The dangers of HGV overloading

The first danger is to you. Not only to your personal safety but also to your driving career and your criminal record. HGV overloading can result in your vehicle being stopped until you have relieved some of the weight, meaning you could be late for your job and also reprimanded by your employer or even sacked. In addition, you could be prosecuted and end up with a criminal record as a result of HGV overloading. This is because an overloaded vehicle poses additional dangers to the public as well. A vehicle carrying too much weight can’t stop as quickly as one which is within the legal weight range.

Those vehicles carrying too much weight are also less stable than they should be, and this combination is a risk for other road users when you’re driving. If you were to be involved in an accident, your vehicle’s insurance would be void if you’re overloaded, and this in turn can have knock-on effects for your job. Using the roads in an overloaded vehicle can cause infrastructure damage which adversely affects other road users. And finally, an overloaded vehicle wears out more quickly than one that’s been loaded properly, costing your employer more money in the long run.

HGV Overloading

How to prevent HGV overloading

First and foremost, you should always be aware of the vehicle’s weight and the weight of the load. If you don’t know, you should find out as soon as possible, because otherwise, you could be overloading it without knowing. Even if your load in total is within the required range, you may need to redistribute it so that the weight is spread evenly throughout the vehicle. This prevents one side from being heavier than the other, which can also cause you problems with braking, control, wear and tear.


If you’re unsure about your load, head to the nearest weighbridge. If you’re driving to the nearest weighbridge and are stopped, you will usually be allowed to continue to it to check your load.

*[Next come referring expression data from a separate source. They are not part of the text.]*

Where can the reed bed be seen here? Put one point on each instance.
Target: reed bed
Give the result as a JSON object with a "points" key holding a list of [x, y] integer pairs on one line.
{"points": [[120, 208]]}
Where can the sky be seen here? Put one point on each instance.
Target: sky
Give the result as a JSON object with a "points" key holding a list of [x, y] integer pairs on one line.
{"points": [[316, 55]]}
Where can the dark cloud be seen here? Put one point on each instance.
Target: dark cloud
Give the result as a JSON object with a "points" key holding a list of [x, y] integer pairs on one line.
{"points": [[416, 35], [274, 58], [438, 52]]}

You can find your nearest public weighbridge by visiting www.tradingstandards.gov.uk, finding your local office, and location the list of nearby weighbridges. Always measure the weights yourself. Don’t take anyone else’s word for it, and that includes labels, declared weights, invoices and other paperwork from your customers. It’s your duty to check the weights yourself and always to assume there may be a discrepancy.


Always factor in the weight of your vehicle and trailer, as well as the driver and passengers, when calculating the total weight of the vehicle. Always use the lift/tag axle when your vehicle is loaded otherwise your vehicle could exceed the weight limit.  


What’s the legislation around HGV overloading?

The law under the Road Traffic Act 1988 says that you are responsible for making sure your vehicle is not overloaded. It explicitly states that you need to ensure that all parts of your vehicle are taken into account when calculating the weight, and that you should make sure the load distribution is correct.  Your employer is also responsible for making sure you know and are required to follow the procedures, otherwise they themselves could get into trouble too.